Maybe we can introduce Exponential Backoff and Retry approach to avoid the retry storm?

There are only a few master instances, e.g. three instances. And each instance retries every 1 second. So there will not be much overhead for etcd cluster.

Sounds good.

ykwd · 2025-06-09T09:05:31Z

Left some questions, and it would be nice if you can supply a introduction contains

How to avoid brain-split

How to avoid forever wait

How to fallback to the re-compute performance if there are some unrecoverable issue happened.

Thanks for the review.

How to avoid brain-split
The kv-pair (MASTER_VIEW_KEY, leader address) in etcd determines which instance is the leader. When this kv is deleted by lease expiration, all instances will be notified and campaign to elect a new leader. The old leader will close the local master service when notified. However, as the notification may not be very quick and the master service closing may take some time, there might be a short time when brain-split can happen, which is very hard to prevent.
References:
What kind of safety guarantee does the leader election primitives provide? etcd-io/etcd#10125
https://martin.kleppmann.com/2016/02/08/how-to-do-distributed-locking.html

To avoid this, we can let the new leader begin serving requests only after a long enough time, e.g., 10 seconds. In the future, this problem can be solved using the following strategy:
The leader records a local lease expiration time Exp.
Every ttl / 2 seconds, the leader does the following steps:

The leader records the current time T.
The leader sends KeepAliveOnce request to etcd to extend the lease for ttl seconds. If the KeepAliveOnce request succeeds, the leader knows the lease will not expire until T+x. So it is safe to update Exp to T+x.
For every request, the leader only returns the OK result to the client if this request finishes before Exp.

How to avoid forever wait
Forever loop in leader election: The master process is supposed to run forever. As long as this process is not terminated and the local master is not a leader, it will try to elect itself as leader.
How to fallback to the re-compute performance if there are some unrecoverable issue happened.
This PR does not introduce additional overhead for requests such as get or put, but it also doesn't address the existing issues, if there are any. If ensuring this property is important, we can solve this in a new PR.
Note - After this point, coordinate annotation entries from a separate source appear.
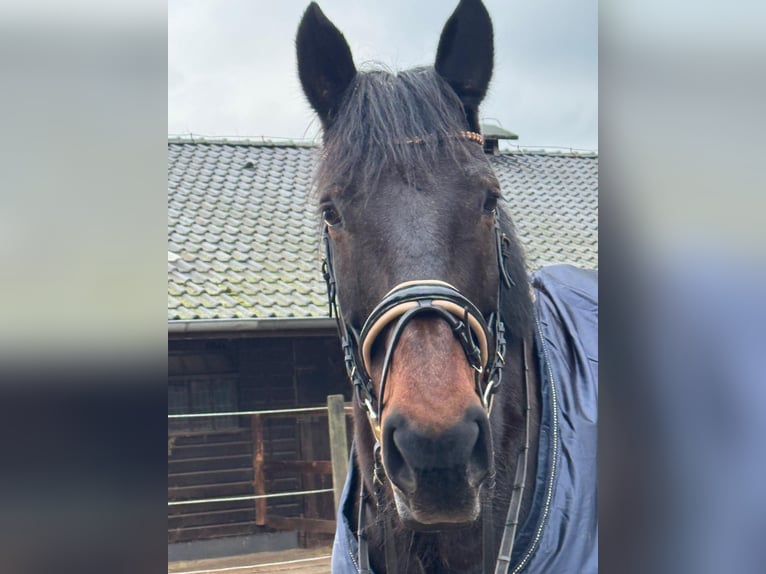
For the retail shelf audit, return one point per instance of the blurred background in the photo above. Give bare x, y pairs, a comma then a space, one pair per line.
91, 91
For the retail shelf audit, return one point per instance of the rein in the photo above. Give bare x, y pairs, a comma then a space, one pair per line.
483, 342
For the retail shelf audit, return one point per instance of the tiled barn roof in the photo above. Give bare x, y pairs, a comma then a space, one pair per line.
243, 241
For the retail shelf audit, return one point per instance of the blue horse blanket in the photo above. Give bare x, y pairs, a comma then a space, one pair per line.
561, 533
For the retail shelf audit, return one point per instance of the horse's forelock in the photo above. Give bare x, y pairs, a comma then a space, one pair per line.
390, 122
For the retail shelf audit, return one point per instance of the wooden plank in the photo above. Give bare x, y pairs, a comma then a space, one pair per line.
301, 466
212, 531
210, 490
338, 451
221, 476
314, 525
212, 518
209, 463
185, 451
259, 481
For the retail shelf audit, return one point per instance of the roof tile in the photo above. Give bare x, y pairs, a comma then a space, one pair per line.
247, 249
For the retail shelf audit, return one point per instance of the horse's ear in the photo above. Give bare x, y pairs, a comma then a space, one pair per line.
465, 56
325, 65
xiaguan · 2025-06-09T08:27:56Z

+        std::string current_master;
+        auto ret = EtcdHelper::Get(MASTER_VIEW_KEY, strlen(MASTER_VIEW_KEY), current_master, current_version);
+        if (ret != ErrorCode::OK && ret != ErrorCode::ETCD_KEY_NOT_EXIST) {
+            LOG(ERROR) << "Failed to get current leader: " << ret;


Let's improve this log message to indicate that the failure is likely due to an etcd issue.
This should help users diagnose the problem more quickly.
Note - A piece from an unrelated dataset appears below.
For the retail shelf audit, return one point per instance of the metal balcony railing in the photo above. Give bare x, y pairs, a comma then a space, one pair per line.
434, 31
In this case, the returned errorcode is ETCD_OPERATION_ERROR. The LOG output is:
ha_helper.cpp:16] Failed to get current leader: ETCD_OPERATION_ERROR

xiaguan · 2025-06-09T08:30:35Z

+        ret = EtcdHelper::CreateWithLease(MASTER_VIEW_KEY, strlen(MASTER_VIEW_KEY),
+            master_address.c_str(), master_address.size(), lease_id, version);
+        if (ret == ErrorCode::ETCD_TRANSACTION_FAIL) {
+            LOG(INFO) << "Failed to elect self as leader";


same as above, "Etcd transcation failed xxxx"

OK. Will fix this

xiaguan · 2025-06-09T08:34:38Z

+        if (mv_helper.ConnectToEtcd(etcd_endpoints_) != ErrorCode::OK) {
+            LOG(ERROR) << "Failed to connect to etcd endpoints: " << etcd_endpoints_;
+            return -1;
+        }


We could move this into the MasterViewHelper constructor and throw an exception if this fails, it basically means the Master can't start up properly anyway.

OK. Sounds reasonable.

In retrospect, the MasterViewHelper::connectToEtcd is invoked in Client::connectToMaster(). If we move this into the MasterViewHelper constructor, it means the connection logic is also partially moved to client's constructor. Besides, this will only be invoked in HA mode. In none HA mode, there is is no etcd and this function should not be called.
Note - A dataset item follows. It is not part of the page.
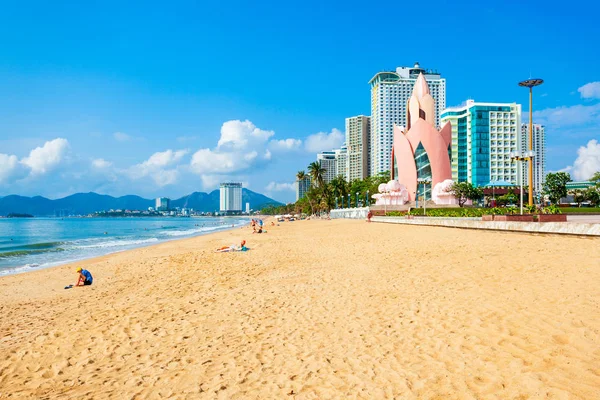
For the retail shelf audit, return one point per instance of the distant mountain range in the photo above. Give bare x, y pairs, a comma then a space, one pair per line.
86, 203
xiaguan · 2025-06-09T08:37:33Z

+    ETCD_OPERATION_ERROR = -1000,  ///< etcd operation failed.
+    ETCD_KEY_NOT_EXIST = -1001,  ///< key not found in etcd.
+    ETCD_TRANSACTION_FAIL = -1002,  ///< etcd transaction failed.
+    ETCD_CTX_CANCELLED = -1003,  ///< etcd context cancelled.


update toString also

Sure. This is updated in type.cpp

xiaguan · 2025-06-09T08:39:37Z

+ErrorCode Client::ConnectToMaster(const std::string& master_entries, bool enable_ha) {
+    if (enable_ha) {
+        // Get master address from ETCD
+        auto err = master_view_helper_.ConnectToEtcd(master_entries);


maybe we can introduce a new interface like get_current_leader_master_address()?

maybe we could move all of that down into MasterClient to keep Client clean and simple?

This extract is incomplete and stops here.